Meilleurs voeux 2011

Publié le par V. Gabralga

J'ai toujours quelques mots coincés dans mon sac pour le cas 

où il me viendrait l'envie de diffuser du bonheur…

Père Noël, si je vous écris ce soir, moi Sébastien, c’est parce que nous marchons dans le noir depuis trop longtemps. Non, ce courrier n’est pas la 5 948 647eme commande d’un enfant rêvant de garnir généreusement ses pantoufles devant le sapin, ce serait plutôt la missive d’un ancien gamin au cœur tendre, un message de 31 décembre, une lettre de réclamation.

Voyez-vous, cher vieil ami à barbe blanche, il m’est impossible de passer sous silence les espoirs de tous ces enfants qui n’ont pas eu la visite de votre céleste harnachement…

Parole d’homme, croix de bois, croix de fer, si je mens, je vais en enfer.

Avez-vous écouté France Inter, lu le magazine des miséreux, vu le Canal + des nécessiteux et des sans famille ? 

Non, vous et vos lutins étiez trop occupés sans doute à passer votre hotte dans les conduites tordues des cheminées, et les canaux encombrés d’Internet.
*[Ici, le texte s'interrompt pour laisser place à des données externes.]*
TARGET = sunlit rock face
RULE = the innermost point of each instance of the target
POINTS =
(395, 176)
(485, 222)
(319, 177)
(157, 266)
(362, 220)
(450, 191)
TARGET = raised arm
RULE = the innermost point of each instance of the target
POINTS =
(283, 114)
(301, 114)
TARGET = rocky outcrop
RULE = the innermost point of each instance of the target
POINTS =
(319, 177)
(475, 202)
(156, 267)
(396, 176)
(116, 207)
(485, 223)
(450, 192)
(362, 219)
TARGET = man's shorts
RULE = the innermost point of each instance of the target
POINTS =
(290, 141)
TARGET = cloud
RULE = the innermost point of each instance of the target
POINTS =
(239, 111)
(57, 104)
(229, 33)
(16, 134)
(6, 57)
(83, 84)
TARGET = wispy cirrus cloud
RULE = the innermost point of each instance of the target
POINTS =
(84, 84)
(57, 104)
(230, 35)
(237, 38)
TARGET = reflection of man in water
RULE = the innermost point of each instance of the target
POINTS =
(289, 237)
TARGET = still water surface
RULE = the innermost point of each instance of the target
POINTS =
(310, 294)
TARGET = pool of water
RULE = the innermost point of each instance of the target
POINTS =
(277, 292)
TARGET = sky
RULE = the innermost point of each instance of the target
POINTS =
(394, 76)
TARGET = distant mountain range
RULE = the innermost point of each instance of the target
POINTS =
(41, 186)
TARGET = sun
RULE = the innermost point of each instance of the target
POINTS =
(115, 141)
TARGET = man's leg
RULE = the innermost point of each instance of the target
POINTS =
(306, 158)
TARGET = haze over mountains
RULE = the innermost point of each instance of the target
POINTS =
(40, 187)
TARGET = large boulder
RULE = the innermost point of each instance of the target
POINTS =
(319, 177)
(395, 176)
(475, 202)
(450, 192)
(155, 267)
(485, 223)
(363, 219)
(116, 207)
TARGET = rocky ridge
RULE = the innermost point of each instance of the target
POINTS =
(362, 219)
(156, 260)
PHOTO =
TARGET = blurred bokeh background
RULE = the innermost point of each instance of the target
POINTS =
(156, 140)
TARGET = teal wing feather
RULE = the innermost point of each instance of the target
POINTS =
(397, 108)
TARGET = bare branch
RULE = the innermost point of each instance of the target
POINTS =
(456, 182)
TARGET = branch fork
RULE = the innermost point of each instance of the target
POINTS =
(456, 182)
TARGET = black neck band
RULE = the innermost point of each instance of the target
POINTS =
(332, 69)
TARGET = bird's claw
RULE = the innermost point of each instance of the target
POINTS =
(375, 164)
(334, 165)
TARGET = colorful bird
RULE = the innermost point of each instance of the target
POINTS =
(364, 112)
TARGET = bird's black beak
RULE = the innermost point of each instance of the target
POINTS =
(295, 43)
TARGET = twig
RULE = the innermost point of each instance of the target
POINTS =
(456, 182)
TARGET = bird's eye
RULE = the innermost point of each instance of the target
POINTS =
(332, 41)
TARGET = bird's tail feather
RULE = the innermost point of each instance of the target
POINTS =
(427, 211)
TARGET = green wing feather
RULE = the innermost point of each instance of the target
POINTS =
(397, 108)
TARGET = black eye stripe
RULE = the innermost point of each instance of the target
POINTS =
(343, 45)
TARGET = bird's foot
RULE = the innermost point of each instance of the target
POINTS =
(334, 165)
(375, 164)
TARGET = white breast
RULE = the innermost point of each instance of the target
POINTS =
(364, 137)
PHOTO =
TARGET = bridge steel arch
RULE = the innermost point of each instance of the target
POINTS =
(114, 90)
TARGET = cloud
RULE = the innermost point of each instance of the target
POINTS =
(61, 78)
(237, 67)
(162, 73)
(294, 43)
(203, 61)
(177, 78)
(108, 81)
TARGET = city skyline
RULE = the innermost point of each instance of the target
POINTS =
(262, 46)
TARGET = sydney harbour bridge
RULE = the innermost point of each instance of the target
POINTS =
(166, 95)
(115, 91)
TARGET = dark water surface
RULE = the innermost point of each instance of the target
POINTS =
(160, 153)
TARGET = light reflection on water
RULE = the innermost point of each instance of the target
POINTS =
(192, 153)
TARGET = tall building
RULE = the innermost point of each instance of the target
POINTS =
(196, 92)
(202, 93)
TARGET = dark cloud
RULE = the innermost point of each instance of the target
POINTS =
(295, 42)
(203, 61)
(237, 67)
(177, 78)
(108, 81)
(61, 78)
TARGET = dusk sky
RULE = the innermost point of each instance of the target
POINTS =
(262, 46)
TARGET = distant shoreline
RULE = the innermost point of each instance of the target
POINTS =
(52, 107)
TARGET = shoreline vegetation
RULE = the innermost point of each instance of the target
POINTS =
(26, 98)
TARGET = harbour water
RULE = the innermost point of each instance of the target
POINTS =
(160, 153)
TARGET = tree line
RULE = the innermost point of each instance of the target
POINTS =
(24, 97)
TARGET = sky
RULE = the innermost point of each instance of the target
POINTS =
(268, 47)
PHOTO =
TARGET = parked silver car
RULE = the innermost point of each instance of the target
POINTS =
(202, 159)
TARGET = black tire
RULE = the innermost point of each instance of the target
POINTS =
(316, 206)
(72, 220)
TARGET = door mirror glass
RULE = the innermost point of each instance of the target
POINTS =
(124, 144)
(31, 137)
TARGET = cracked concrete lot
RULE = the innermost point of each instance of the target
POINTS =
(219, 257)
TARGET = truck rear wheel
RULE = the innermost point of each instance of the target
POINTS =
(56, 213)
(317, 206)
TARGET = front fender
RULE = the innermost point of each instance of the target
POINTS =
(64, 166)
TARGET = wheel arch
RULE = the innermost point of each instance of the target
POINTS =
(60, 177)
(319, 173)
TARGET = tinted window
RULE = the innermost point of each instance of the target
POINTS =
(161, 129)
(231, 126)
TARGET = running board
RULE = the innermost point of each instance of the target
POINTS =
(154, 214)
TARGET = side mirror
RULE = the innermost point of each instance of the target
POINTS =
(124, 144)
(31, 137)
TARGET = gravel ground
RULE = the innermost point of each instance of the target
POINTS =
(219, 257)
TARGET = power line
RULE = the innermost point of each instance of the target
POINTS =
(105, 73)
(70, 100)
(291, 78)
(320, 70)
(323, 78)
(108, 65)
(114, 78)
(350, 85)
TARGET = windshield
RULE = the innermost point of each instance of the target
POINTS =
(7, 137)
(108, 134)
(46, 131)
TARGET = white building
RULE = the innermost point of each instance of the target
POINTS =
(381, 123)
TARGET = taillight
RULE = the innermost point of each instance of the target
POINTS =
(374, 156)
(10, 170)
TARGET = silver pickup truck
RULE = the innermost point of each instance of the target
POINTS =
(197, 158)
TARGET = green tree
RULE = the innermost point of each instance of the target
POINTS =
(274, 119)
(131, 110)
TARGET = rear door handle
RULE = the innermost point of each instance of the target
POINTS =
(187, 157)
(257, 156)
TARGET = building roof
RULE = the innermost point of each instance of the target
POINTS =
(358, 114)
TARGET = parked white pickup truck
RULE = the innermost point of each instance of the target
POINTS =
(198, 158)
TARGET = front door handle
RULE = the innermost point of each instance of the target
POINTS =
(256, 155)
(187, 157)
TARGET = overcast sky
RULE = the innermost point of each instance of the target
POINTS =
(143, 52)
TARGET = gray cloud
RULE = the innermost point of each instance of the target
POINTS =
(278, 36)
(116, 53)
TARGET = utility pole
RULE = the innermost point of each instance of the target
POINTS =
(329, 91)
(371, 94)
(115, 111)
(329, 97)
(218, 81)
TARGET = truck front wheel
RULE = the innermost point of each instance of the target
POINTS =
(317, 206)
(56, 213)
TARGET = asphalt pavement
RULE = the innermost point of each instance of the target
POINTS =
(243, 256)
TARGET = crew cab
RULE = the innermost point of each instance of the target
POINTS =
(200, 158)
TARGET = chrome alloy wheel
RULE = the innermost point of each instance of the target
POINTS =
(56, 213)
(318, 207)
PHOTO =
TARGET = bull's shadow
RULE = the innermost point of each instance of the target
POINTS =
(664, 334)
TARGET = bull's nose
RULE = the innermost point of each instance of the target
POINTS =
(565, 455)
Trop inquiets de savoir comment livrer à temps les jouets des enfants bien-portants, dans des quartiers respectables, au coin du feu des gens bien-pensants et si possible généreux avec le denier du culte…

Il est vrai que, pour votre défense, la neige était abondante cette année et que vos rennes enrhumés ne savaient plus très bien flairer le bon chemin ; j’en conviens.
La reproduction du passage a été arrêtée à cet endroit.